After nearly doubling assets through tech and people investments, president eyes next leg of growth
For the wealth management space at large, the past couple of years have been quite a ride. But the unique market climate of recent years is just a piece of the story for Janine Guenther and Dixon Mitchell Investment Counsel.
“We’ve had a really good start to the year and the firm is growing,” says Guenther, who took the helm as the BC-based investment firm’s first female president in 2021. “We’re just talking to clients right now about their second-quarter performance and going through annual reviews, and we’ve got some really happy clients and some really good news for the firm.”
As difficult as it was to be fully insulated from the poor performance of last year’s bond markets, Dixon Mitchell managed to avoid the worst of it. This year so far, the firm has seen a rebound across client portfolios, including on the fixed-income side, which Guenther says speaks to the firm’s long-term view and investments made in the business.
“Our investment committee revisits the portfolios every month, and in an emergency, if that happens. We try to think long-term all the time and keep ourselves out of trouble,” she says. “We're never perfect, but we seem to have missed a lot of the drama of last year.”
The firm has retained roughly the same mix of 30% institutional and 70% private clients, with some growth in Indigenous and pension plan business. From around $2.5 billion in AUM at the start of Guenther’s tenure, the firm has just crossed the $4-billion mark, comfortably ahead of its target to double assets within five years of her taking the helm.
Over the next three or four years, the firm plans to double its size yet again, which the firm is well-positioned to do after some key investments. Among several ambitious projects since its leadership transition, the firm has embarked on a full tech refresh of its trading and back-office operations.
“We learned that there aren’t a lot of solutions available for a firm like ours that has clients across multiple custodians. When we did our RFI, only three firms responded,” Guenther says. “We’re about 90% through our transformation for both our trading and back-office operations as well as our CRM.”
The firm has also put in place regular webinars, which consistently garner an estimated 125 registrants who also follow through as attendees. That helps drive traffic toward the firm’s website, which was refreshed to feature every member of the DM staff. Having profile information for all team members, not just executives, has been instrumental in helping the firm resonate with clients and prospects alike.
Aside from webinars and its site, the firm’s digital strategy also leverages social media to broaden its online reach. That effort, Guenther estimates, has contributed to the roughly $8,000,000 in new assets the company has gained as part of its near-doubling in AUM over the past couple of years.
From a people perspective, Dixon Mitchell has distinguished itself as one of Canada’s top small to medium employers since Guenther assumed leadership.
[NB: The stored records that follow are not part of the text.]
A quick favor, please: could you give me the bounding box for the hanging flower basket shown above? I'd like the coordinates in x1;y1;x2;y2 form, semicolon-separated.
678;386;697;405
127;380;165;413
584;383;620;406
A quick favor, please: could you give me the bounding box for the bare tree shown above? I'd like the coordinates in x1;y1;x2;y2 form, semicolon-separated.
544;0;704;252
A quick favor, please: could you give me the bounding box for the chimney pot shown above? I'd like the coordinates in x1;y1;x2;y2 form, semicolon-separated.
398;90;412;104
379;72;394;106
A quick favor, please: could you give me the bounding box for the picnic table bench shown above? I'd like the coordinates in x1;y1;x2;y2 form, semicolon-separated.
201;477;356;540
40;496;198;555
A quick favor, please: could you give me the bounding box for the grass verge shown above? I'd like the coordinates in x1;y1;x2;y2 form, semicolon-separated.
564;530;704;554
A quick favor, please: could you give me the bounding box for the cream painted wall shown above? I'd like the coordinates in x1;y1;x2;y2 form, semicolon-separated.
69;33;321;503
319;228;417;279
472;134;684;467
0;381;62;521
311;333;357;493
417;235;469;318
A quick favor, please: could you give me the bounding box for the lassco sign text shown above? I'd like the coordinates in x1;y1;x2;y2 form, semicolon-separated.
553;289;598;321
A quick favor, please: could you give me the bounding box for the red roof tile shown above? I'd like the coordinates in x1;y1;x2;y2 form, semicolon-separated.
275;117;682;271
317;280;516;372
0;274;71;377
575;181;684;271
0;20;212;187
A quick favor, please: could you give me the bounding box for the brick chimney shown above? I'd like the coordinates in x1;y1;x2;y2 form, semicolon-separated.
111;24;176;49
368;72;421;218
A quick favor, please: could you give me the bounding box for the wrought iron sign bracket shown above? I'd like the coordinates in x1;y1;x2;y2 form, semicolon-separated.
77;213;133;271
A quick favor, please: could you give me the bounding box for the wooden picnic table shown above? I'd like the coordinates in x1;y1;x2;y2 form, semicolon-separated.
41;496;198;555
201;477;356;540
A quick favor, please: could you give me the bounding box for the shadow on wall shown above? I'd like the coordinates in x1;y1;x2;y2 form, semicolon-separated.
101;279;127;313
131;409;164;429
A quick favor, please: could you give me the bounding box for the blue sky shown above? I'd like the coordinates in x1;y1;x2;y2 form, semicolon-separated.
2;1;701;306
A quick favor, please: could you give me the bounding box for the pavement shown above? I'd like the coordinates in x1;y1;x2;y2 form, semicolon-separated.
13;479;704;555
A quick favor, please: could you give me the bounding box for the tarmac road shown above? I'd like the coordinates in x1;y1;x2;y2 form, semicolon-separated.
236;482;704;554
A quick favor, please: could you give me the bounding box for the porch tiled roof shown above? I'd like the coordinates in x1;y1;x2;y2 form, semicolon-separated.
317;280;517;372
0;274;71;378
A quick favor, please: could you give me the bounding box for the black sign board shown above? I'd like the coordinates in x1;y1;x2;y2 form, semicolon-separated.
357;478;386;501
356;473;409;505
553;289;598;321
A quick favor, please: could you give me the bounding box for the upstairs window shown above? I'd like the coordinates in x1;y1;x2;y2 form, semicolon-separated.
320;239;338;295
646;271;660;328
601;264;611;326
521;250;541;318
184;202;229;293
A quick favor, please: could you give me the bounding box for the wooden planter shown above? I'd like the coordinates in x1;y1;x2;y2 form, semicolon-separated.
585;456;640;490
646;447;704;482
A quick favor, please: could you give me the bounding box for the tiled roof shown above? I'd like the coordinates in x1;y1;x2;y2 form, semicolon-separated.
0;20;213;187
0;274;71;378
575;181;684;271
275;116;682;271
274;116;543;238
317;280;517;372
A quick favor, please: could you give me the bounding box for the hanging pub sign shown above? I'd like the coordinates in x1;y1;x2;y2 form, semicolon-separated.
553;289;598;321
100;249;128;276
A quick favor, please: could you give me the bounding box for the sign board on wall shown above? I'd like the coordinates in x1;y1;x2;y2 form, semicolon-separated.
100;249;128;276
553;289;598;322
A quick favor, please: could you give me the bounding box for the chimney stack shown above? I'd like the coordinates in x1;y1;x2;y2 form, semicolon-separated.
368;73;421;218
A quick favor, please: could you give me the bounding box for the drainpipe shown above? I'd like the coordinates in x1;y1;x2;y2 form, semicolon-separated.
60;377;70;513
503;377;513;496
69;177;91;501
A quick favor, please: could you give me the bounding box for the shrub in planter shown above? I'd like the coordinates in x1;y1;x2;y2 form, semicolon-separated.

It also recently bolstered its leadership by hiring a COO, a new position for the firm.
"When you begin a business from scratch and expand it to a remarkable $2.5 billion in just 20 years, you're successfully navigating the challenges of entrepreneurship," she explains. "Now that we've reached a certain size, it's important to enhance our leadership team to ensure our talented individuals who excel in client communication and business development have sufficient time to dedicate to these crucial tasks."
Looking through the lens of proficiency, over half of Dixon Mitchell’s team of 36 people are either CFA charterholders, or currently somewhere in the program. Its bench also includes a number of CFPs, QAFPs, and chartered market technicians (CMTs), as well as people with computer science and culinary backgrounds who later found their passion in the world of investment management.
Guenther also highlights Dixon Mitchell’s commitment to giving back to the community, which includes working with organizations in Vancouver to prepare and serve meals for the less fortunate. Those and other efforts, Guenther says, have helped the firm’s people come together at a level beyond their day jobs.
Dixon Mitchell has also exerted efforts to expand its base of shareholders. Over the past three years, the fully employee-owned firm has enabled many of its people who never even thought about owning a piece of an investment firm to receive dividends, among other perks of company ownership. Eventually, it aims to extend that benefit across the firm.
Looking ahead, Guenther says the firm is looking to grow its team in Vancouver and Calgary. It’s also thinking about establishing an office in Eastern Canada, with Toronto being at the top of the list given its clientele there.
“That's a huge undertaking. You need to at least have an admin person, and client-facing people to give them someone to talk to,” Guenther says. “That's probably next on our list to do.”